Kildare (played well by the 30-year-old Lew Ayres) has missed the warning about Gillespie's disability and crankiness, and so is willing to approach the good doctor when no one else will when Dr G asks someone to look at his hands and tell him what is seen there. Bucquet does an excellent job framing Gillespie in scenes, often in the center and at a middle distance. Many times in later films, he would be sure to use chair-level eyelines between actors working with LB in the shot, resisting the tendency to have Gillespie keep craning his neck to look up. Barrymore was absolutely brilliant in the films handling the chair, moving it about in a way that seemed to emulate the blocking he would have done on foot.

Lew Ayres as Kildare, 2nd from right
Kildare steps up,  looks and hesitates, but after grabbing Gillespie's arm, to the old doc's surprise, seems to decide something for himself. Gillespie is typically rude to him, and the scene ends.

Ayres' height, youth, and physical stature is well-used by Bucquet to demonstrate there is a real fragility to Gillespie at this point in the film: he is ill, he is old (indeed, probably meant to be older than LB's 60), and he is hurt, somehow. In comparison to Kildare, he looks positively sickly physically, if not sounding so. Look at the sequence of shots:

Kildare steps forward to examine Gillespie's hands
Kildare notices something, as the other interns watch
After asking to examine Dr. G's elbow, Kildare reaches for it. Gillespie pulls his hand away

 
Notice the height difference presented here, and G's obvious anger
Kildare has done what many people, without meaning to, do--invaded personal space of a disabled person. Whether it is helping push a wheelchair or holding a door or helping with a transfer, there is a definite protocol for assisting anyone, not only one in a wheelchair. Kildare and Gillespie have a pretty adversarial relationship for the first two films, especially as it pertains to Kildare putting his hands on Gillespie's chair.  It is a difficult and ongoing process to educate the temporarily able-bodied (TABs) that one's crutches, wheelchair, cane, or other device is personal, not public, property.

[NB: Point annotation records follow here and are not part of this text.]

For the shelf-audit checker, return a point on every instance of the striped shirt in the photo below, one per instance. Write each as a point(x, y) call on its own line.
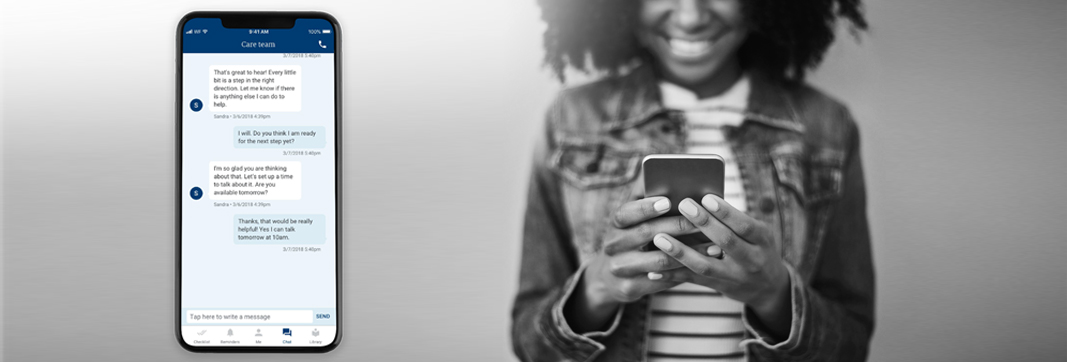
point(694, 323)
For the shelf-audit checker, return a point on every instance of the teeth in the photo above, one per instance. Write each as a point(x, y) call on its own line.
point(688, 48)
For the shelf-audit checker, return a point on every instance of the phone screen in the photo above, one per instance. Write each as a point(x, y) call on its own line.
point(257, 183)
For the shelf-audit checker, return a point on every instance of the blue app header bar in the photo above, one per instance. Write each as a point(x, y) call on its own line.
point(207, 35)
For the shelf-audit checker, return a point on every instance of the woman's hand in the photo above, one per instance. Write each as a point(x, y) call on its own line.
point(750, 271)
point(618, 273)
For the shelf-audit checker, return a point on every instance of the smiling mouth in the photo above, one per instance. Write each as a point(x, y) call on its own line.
point(688, 48)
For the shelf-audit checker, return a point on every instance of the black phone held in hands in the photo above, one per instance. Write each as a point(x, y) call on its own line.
point(681, 176)
point(258, 169)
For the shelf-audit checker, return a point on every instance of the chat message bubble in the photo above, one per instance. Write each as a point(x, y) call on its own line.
point(280, 229)
point(254, 88)
point(280, 137)
point(254, 179)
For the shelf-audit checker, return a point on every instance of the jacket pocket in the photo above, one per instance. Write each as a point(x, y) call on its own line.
point(591, 166)
point(814, 175)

In the work I have done thus far in coding films for different aspects of disability presented, a persistent theme is Gillespie's protectiveness of personal space--"Jimmy" Kildare will eventually penetrate that shell, but it is by no means always certain "Dr. G", as Kildare will come to call him, will accept help or even a touch of his body or the chair itself.  While there is a character, Conover (played by Clinton Rosemond here), who often is shown as Gillespie's personal chair-pusher and companion on trips out of the hospital if Kildare is not with him, Conover is not protective of the good doctor--like almost everyone else, he's scared of Gillespie.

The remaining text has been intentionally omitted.